The new interactive Raising Standards Guides

The Raising Standards Guides, produced by the DfES Skills for Life Strategy Unit, have now been made available as interactive versions, on CD and on the Internet. Each of the 13 guides in the series deals with a different context of learning as follows.

A Contextual Guide to Support Success in Literacy, Numeracy and ESOL Provision in:

  • Adult and Community Learning
  • E-learning
  • Embedded Learning
  • Family Learning
  • Further Education Colleges
  • The Juvenile Secure Estate for Young People Aged 15-17
  • Jobcentre Plus Programmes
  • Learners with Learning Difficulties and/or Disabilities
  • Offenders Supervised in the Community by the National Probation Service
  • Prisons
  • Voluntary and Community Sector
  • Work-based Learning
  • Young Offender Institutions for Young People Aged 18-21

The guides are intended to help practitioners and managers improve the quality of teaching and managing Skills for Life provision by using the five Common Inspection Framework questions for their particular context.

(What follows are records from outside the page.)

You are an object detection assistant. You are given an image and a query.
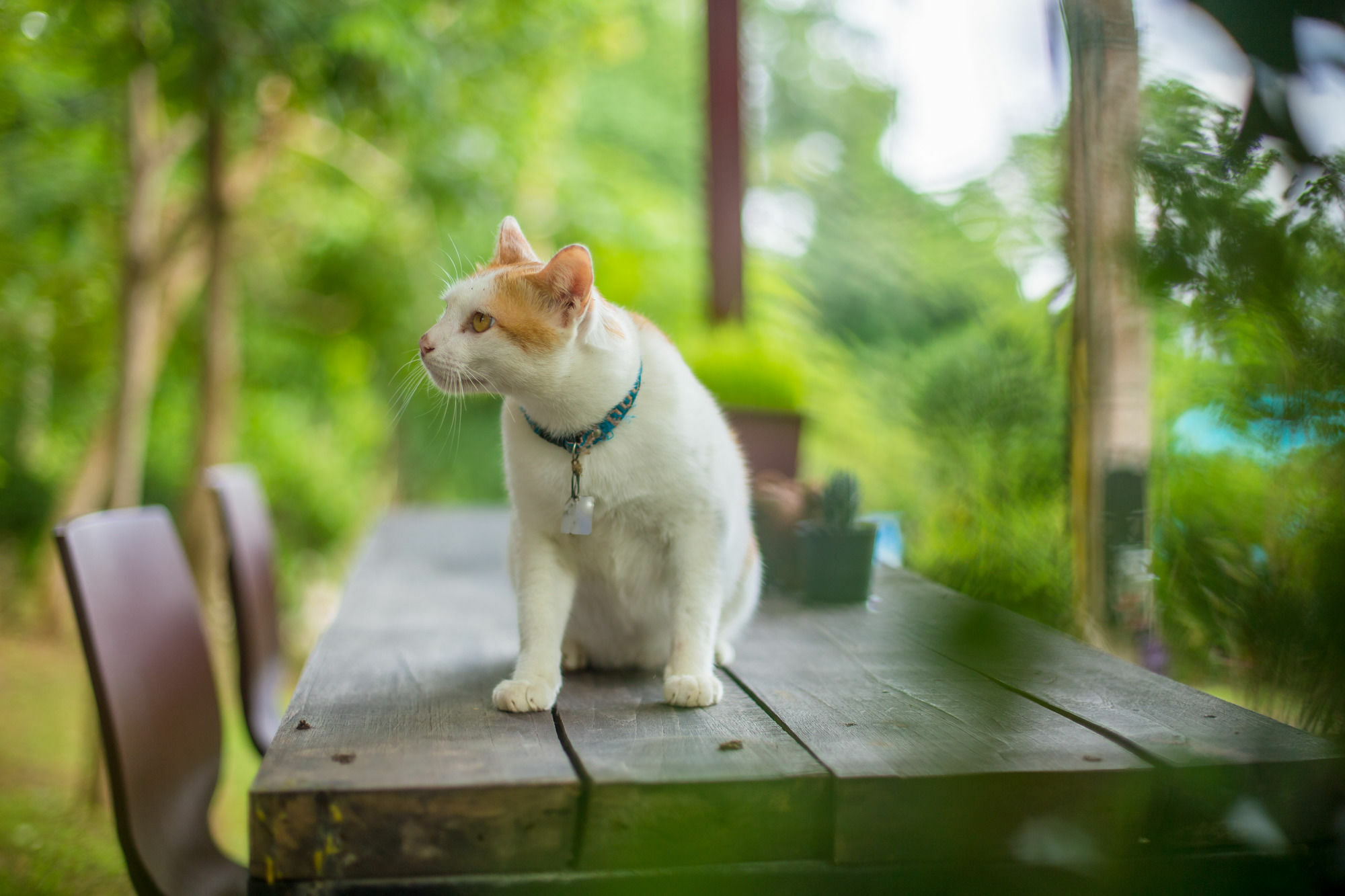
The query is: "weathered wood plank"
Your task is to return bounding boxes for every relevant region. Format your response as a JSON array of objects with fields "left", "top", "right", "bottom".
[
  {"left": 250, "top": 512, "right": 581, "bottom": 880},
  {"left": 877, "top": 571, "right": 1345, "bottom": 846},
  {"left": 557, "top": 673, "right": 831, "bottom": 868},
  {"left": 249, "top": 849, "right": 1340, "bottom": 896},
  {"left": 732, "top": 602, "right": 1153, "bottom": 862}
]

Until now, the Raising Standards Guides have been available only as hard-copy documents, or as downloadable pdfs. This website is now making available updated and interactive versions of the guides, with many new features intended to make the guides more adaptable to users' needs.

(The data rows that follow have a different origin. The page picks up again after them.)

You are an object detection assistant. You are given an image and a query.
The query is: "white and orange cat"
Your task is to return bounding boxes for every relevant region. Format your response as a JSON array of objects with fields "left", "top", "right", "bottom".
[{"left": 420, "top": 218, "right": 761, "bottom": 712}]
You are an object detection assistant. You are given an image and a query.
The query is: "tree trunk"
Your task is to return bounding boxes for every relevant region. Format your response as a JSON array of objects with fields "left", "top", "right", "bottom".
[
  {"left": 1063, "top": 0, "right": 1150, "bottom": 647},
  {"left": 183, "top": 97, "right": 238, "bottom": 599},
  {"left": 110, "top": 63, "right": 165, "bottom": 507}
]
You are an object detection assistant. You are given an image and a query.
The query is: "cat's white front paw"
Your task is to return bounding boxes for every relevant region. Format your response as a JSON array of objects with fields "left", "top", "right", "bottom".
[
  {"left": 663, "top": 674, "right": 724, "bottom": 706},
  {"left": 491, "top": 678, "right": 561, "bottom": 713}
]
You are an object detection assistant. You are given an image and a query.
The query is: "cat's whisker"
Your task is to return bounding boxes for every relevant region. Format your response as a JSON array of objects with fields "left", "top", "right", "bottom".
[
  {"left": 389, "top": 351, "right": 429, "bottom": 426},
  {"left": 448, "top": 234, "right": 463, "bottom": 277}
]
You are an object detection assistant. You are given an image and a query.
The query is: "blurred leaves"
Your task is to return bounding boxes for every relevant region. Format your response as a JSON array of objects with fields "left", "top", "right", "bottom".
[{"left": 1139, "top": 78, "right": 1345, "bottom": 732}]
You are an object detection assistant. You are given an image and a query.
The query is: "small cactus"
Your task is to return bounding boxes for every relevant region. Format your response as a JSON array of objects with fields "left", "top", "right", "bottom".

Mindful of the new focus on self-assessment, the opportunity has been taken to update the guides with new material. The introduction includes revised information on the policy background for each context of learning, and the case studies have been updated.

How the interactive Raising Standards Guides work

From the start, the aim was to create guides that were not just context-specific, but also dynamic, in that they move from the general principles of the Common Inspection Framework to the practical application for quality improvement in Skills for Life in a range of different contexts.

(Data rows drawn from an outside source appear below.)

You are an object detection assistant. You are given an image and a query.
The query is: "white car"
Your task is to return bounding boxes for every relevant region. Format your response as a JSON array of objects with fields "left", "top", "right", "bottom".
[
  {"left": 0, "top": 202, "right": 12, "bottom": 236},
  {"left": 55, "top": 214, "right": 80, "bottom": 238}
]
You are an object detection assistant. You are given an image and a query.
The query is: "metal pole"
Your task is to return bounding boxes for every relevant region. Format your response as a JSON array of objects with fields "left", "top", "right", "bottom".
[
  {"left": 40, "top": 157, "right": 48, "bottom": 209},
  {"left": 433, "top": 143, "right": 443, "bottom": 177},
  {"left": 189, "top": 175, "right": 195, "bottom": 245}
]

For this reason, the guides illustrate a process, or movement, from the Common Inspection Framework, through specific, proven actions for improvement, to the recognition of success in self-assessment and, ultimately, inspection grades. It means providers can see a direct connection between the key questions in the Common Inspection Framework to their implementation 'on the ground' and the subsequent evidence of improvement in self-assessment and inspection grades.

The interactive versions are particularly well suited to this treatment of quality improvement as a process. The flowchart shows how the process works across each guide. We encourage providers to follow a similar route as they use the interactive guides to improve their practice.

INTRODUCTION TO THE CONTEXT

The revised introduction sets out the policy background for each context of learning.

CHECKPOINTS FOR THE COMMON INSPECTION FRAMEWORK

The five questions of the Common Inspection Framework (CIF) are broken them down into a series of 'checkpoints'.

Clicking on a checkpoint will open suggestions for what each CIF question means in your context.

A: HOW TO ACHIEVE SUCCESS

Now you know what each CIF question means in your context, how can you make the changes that will meet the requirements of each question in your context?

The sections headed 'How to achieve success' for each CIF question offer expert advice on how you can achieve success in each of the five areas covered by the CIF. These sections include sample materials, which you can download, save or print.

B: WHAT IS SUCCESS?

How do you know you have succeeded? In the next section, we look at what success might look like in your context through a series of case studies.

The case studies are again positioned under each of the five questions of the Common Inspection Framework, so you always know what aspect of provision they are illustrating.

C: HOW IS SUCCESS RECOGNISED?

Finally, we look at how success is recognised and reported on at inspection in your context.

We have taken quotes from inspection reports that illustrate good practice in each of the five areas covered by the Common Inspection Framework. In many cases, you can link to the full report to find out more.

New features

Putting the DfES Raising Standards Guides onto the Internet has opened up the opportunity to exploit still further the range and depth of information they contain. Some of the new features include:

  • updated information on the policy context in the introduction to each guide
  • lateral links between the guides, so that one aspect can be examined across all the guides - for example, to compare leadership and management across all 13 contexts of learning
  • checkpoints for each Common Inspection Framework question all together in one place, with the option to view the implications of each checkpoint for a particular context
  • downloadable examples of individual learning plans, schemes of work and mission statements - actual documents used by teachers and managers
  • revised and updated case studies, many with links to web resources
  • quotations from recent inspection reports illustrating good practice, with links to the full report
  • the ability to save individual pages or sections in an e-notebook for reading or printing later
  • a comprehensive interactive glossary with over 500 entries that link directly to further resources and information
  • search facilities
  • links to a wide range of paper-based and web resources, through a comprehensive resource bank
  • a focus throughout the guides on how the Government's Skills and Skills for Life strategies relate to a specific context and how to interpret this in practice
  • better potential for updating and supplementing the guides as more material becomes available.